Bild: Die AFD abwählen statt jammern
Der Katastrophismus ist eine beliebte Kultur, die speziell von manchen
Haltungslinken gern gepflegt wird. Ein [1][AfD-Landrat] löst bei ihnen
Weimar-Vergleiche und Schoß-ist-fruchtbar-noch-Gerede aus oder bringt den
Evergreen in die heavy rotation zurück, dass „die Deutschen“ Faschismus
einfach im Blut hätten, was ja ironischerweise eine Variante von
Blut-und-Boden-Ideologie ist.
Ich will damit nicht sagen, dass es keine Gründe gäbe, sich Sorgen zu
machen – im Gegenteil. Gerade deshalb suche ich eine Herangehensweise, die
die steigende Nachfrage nach populistischen Parteien, Slogans und Figuren
(AfD, Aiwanger, Wagenknecht) sowie rechts- und linksautoritären
Pseudolösungen ernst nimmt und medial und politisch bearbeitet, statt aus
intellektueller Schwäche zum Multiplikator der Destruktion zu werden.
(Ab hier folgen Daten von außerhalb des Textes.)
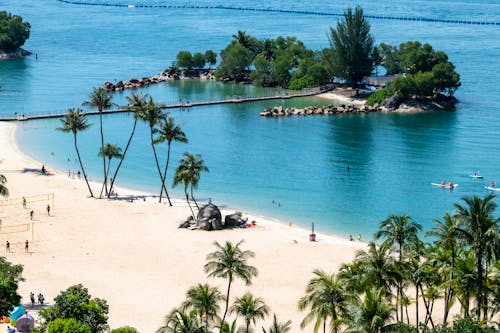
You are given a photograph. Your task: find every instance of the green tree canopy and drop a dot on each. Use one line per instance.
(70, 325)
(13, 31)
(352, 47)
(10, 275)
(76, 302)
(185, 59)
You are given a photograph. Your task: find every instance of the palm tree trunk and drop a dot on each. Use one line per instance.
(192, 197)
(81, 166)
(157, 163)
(121, 159)
(227, 302)
(165, 176)
(479, 298)
(187, 199)
(105, 183)
(416, 306)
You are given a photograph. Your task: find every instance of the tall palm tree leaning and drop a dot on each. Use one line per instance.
(152, 114)
(445, 232)
(205, 301)
(403, 231)
(250, 308)
(100, 98)
(110, 151)
(480, 230)
(277, 327)
(230, 262)
(136, 103)
(326, 297)
(168, 131)
(75, 121)
(4, 191)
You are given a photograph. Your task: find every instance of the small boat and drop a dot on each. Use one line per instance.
(492, 188)
(444, 186)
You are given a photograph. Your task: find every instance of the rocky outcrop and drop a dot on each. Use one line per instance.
(19, 53)
(279, 111)
(438, 102)
(208, 218)
(167, 75)
(233, 220)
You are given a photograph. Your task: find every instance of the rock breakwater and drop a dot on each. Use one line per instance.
(167, 75)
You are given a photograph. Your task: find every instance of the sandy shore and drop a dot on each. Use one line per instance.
(134, 256)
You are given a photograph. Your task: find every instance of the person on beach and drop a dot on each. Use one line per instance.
(32, 299)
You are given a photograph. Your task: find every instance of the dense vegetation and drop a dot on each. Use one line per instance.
(13, 31)
(286, 62)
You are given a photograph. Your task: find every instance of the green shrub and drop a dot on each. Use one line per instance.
(379, 96)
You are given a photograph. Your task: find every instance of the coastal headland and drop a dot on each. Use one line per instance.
(132, 253)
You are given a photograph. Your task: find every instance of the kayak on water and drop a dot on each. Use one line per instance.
(444, 186)
(492, 188)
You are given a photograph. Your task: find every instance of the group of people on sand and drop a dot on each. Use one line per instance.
(40, 297)
(26, 246)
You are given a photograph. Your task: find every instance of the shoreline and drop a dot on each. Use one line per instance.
(73, 246)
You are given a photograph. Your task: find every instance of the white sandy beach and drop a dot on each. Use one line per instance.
(134, 256)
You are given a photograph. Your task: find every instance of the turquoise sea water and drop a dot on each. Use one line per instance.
(299, 162)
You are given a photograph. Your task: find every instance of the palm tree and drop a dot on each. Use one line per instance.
(403, 231)
(326, 297)
(277, 327)
(250, 308)
(152, 114)
(110, 151)
(188, 173)
(205, 301)
(445, 232)
(181, 321)
(75, 121)
(4, 191)
(100, 98)
(371, 314)
(136, 103)
(479, 230)
(169, 131)
(230, 262)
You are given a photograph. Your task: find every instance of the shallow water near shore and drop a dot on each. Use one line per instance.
(300, 163)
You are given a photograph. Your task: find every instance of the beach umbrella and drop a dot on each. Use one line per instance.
(16, 312)
(25, 323)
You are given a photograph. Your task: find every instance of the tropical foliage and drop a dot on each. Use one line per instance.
(13, 31)
(76, 303)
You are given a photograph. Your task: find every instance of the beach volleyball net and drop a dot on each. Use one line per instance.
(46, 197)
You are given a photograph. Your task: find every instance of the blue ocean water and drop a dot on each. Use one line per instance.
(299, 162)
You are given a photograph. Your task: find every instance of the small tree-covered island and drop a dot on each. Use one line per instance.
(417, 77)
(13, 33)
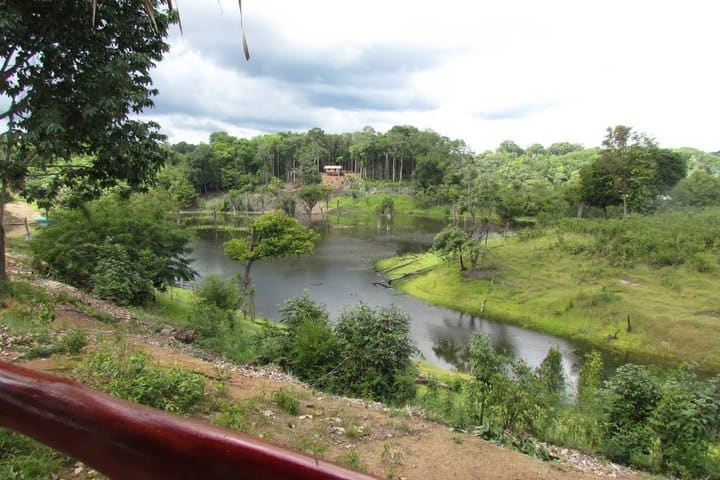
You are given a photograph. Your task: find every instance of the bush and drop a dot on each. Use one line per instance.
(629, 399)
(374, 350)
(685, 421)
(115, 246)
(117, 279)
(22, 458)
(134, 377)
(222, 293)
(309, 349)
(552, 375)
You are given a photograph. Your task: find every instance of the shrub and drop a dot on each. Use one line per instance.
(134, 377)
(630, 397)
(590, 378)
(116, 278)
(551, 374)
(309, 349)
(108, 243)
(222, 293)
(286, 401)
(374, 351)
(685, 421)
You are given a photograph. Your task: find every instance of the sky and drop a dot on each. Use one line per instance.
(531, 71)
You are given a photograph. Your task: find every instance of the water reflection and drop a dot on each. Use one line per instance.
(340, 273)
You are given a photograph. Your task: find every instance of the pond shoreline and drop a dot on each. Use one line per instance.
(509, 307)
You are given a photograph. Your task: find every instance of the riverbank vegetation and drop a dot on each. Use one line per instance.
(626, 284)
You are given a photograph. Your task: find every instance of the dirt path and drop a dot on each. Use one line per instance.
(386, 443)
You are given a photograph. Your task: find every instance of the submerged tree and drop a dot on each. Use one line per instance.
(71, 88)
(271, 235)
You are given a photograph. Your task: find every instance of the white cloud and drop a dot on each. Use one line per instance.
(530, 71)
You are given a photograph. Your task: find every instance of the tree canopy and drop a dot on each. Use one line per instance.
(71, 89)
(271, 235)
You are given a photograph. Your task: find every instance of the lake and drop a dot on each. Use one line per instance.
(340, 273)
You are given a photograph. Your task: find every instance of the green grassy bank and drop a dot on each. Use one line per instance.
(674, 310)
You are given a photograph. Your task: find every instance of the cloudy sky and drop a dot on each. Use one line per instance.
(533, 71)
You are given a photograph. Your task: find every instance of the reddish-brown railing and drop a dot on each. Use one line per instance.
(128, 441)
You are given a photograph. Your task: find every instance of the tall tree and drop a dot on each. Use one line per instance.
(71, 88)
(271, 235)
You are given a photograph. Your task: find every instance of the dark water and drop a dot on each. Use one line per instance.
(340, 273)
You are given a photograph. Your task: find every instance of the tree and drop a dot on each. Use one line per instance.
(313, 193)
(71, 88)
(133, 243)
(698, 190)
(510, 147)
(631, 170)
(271, 235)
(375, 348)
(450, 243)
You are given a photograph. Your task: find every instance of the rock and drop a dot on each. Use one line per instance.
(186, 336)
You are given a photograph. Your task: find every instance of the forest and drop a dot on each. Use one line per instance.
(615, 247)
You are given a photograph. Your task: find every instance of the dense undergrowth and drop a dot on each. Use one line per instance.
(671, 238)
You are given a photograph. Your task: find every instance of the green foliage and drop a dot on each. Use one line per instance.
(116, 277)
(590, 377)
(631, 171)
(287, 204)
(120, 246)
(24, 459)
(73, 341)
(233, 415)
(685, 422)
(220, 292)
(309, 349)
(673, 237)
(272, 235)
(286, 400)
(631, 395)
(73, 95)
(551, 374)
(134, 377)
(450, 243)
(375, 347)
(700, 189)
(312, 193)
(386, 207)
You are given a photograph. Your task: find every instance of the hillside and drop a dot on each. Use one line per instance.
(385, 442)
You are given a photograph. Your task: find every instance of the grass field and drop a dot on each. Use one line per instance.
(674, 311)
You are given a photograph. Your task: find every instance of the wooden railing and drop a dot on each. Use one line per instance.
(124, 440)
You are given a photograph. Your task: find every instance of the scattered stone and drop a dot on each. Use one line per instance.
(185, 336)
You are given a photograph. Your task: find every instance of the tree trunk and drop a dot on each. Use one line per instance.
(245, 297)
(3, 195)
Dafür darf man die emanzipatorisch-liberaldemokratische Entwicklung der
Bundesrepublik seit 1945 nicht vorauseilend abschreiben, nur weil
irgendwelche Drecksäcke das gern hätten. Es wird aber auch nicht helfen,
Haltung zu beschwören, auf Antifa-Demos zu gehen oder gar „die Mitte“ weit
nach rechts zu schieben oder gleich zu nazifizieren. Mit Letzterem
reduziert man nämlich Nazis nicht, sondern produziert sie.
Etwas weniger dramatisiert kann man von einer zunehmenden Bockigkeit
sprechen in Teilen bisher unauffälliger Milieus, hervorgerufen durch den
Schock des Verlusts der gewohnten „Normalität“ und die Schwierigkeiten von
Regierung, Opposition und Mediengesellschaft, damit umzugehen.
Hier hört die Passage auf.